At that time a Canadian officer, Major John McCrae, had just buried a close friend who had been hit by a German shell and he was struck by how incongruous it was that the poppies bloomed in all their beauty while soldiers died and were being buried.
McCrae was inspired by his thoughts to write a poem. In the poem he talks of the petals blowing among the graves while birds sing as the guns thundered and how the dead soldiers will not rest if others do not take up the torch and carry on the fight.
It is said that McCrae threw the poem away but another officer picked it up and sent it to London where it was named In Flanders’ Fields and published in the Spectator.
The poem’s heart piercing words resonated around the world and were reprinted in many hundreds of newspapers and magazines.
Three-and-a-half years later in New York, a couple of days before the Armistice, 11th November 1918, Moina Michael read McCrae’s poem in a magazine. Moina was so impressed by the poem she vowed to always wear a Red Poppy for remembrance; she also purchased 25 silk poppies and distributed them in her office.
Over the next two years Michael lobbied hard to have the red poppy adopted as a symbol of remembrance of WWI and finally, in 1920, the American Legion did so and it was soon adopted by the other countries who had fought in WWI.

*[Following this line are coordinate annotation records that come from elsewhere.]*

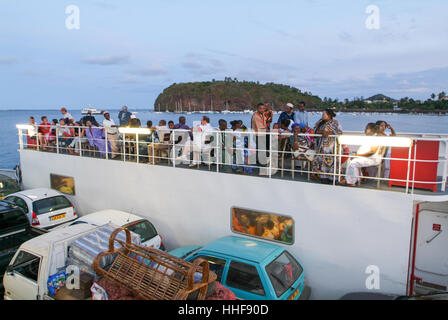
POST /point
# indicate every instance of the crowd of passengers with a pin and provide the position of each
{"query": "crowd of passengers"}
(313, 145)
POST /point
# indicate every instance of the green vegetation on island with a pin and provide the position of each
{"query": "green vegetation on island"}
(234, 95)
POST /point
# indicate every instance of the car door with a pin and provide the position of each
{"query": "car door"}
(53, 211)
(21, 203)
(21, 278)
(244, 279)
(147, 232)
(217, 264)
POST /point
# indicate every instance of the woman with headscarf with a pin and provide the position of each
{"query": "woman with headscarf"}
(325, 159)
(96, 136)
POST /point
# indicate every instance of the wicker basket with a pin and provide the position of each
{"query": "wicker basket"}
(152, 274)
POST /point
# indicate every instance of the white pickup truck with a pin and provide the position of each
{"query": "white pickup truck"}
(46, 256)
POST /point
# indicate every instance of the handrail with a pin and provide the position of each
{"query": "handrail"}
(243, 150)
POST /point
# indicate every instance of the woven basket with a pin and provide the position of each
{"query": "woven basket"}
(152, 274)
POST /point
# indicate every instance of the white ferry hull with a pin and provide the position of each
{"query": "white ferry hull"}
(339, 232)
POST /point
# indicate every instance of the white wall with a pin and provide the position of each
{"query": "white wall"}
(339, 231)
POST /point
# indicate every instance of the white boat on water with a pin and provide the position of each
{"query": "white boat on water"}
(383, 237)
(90, 110)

The sale of poppies to support the needy from WWI started in Australia in 1921. On 9th November the Sydney Morning Herald reported that 300,000 poppies, made in France, would go on sale on the 11th . They would cost one shilling (1/-) each and one penny would go to the Warrior Friends appeal, five pence to the needy women and children of France and six pence for the relief fund of the returned sailors and Soldiers Imperial League. Poppy sales in Sydney raised £1100.
The Maitland Daily Mercury reported that 1500 poppies had been procured for Maitland and they would be sold about the town by the Ladies Social Committee, the ladies would also hold a sale of fresh flowers at the post office, the proceeds of which would go towards the Christmas party for the widows and orphans of deceased soldiers. All poppies were sold with 200 being sold in East Maitland.

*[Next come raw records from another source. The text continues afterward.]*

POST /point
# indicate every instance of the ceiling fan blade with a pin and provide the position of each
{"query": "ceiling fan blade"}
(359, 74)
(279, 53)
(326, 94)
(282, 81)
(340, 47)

Moina Michael wrote a poem reply to In Flanders’ Fields called We Shall Keep the Faith in which she said the torch was caught and now the torch and poppy red are worn in honour of our dead so the dead have not died for naught.
Nearly 100 years on we keep faith with Moina Michael’s promise by supporting the torch of Legacy and the red poppy on Armistice Day and as we should do in 2015.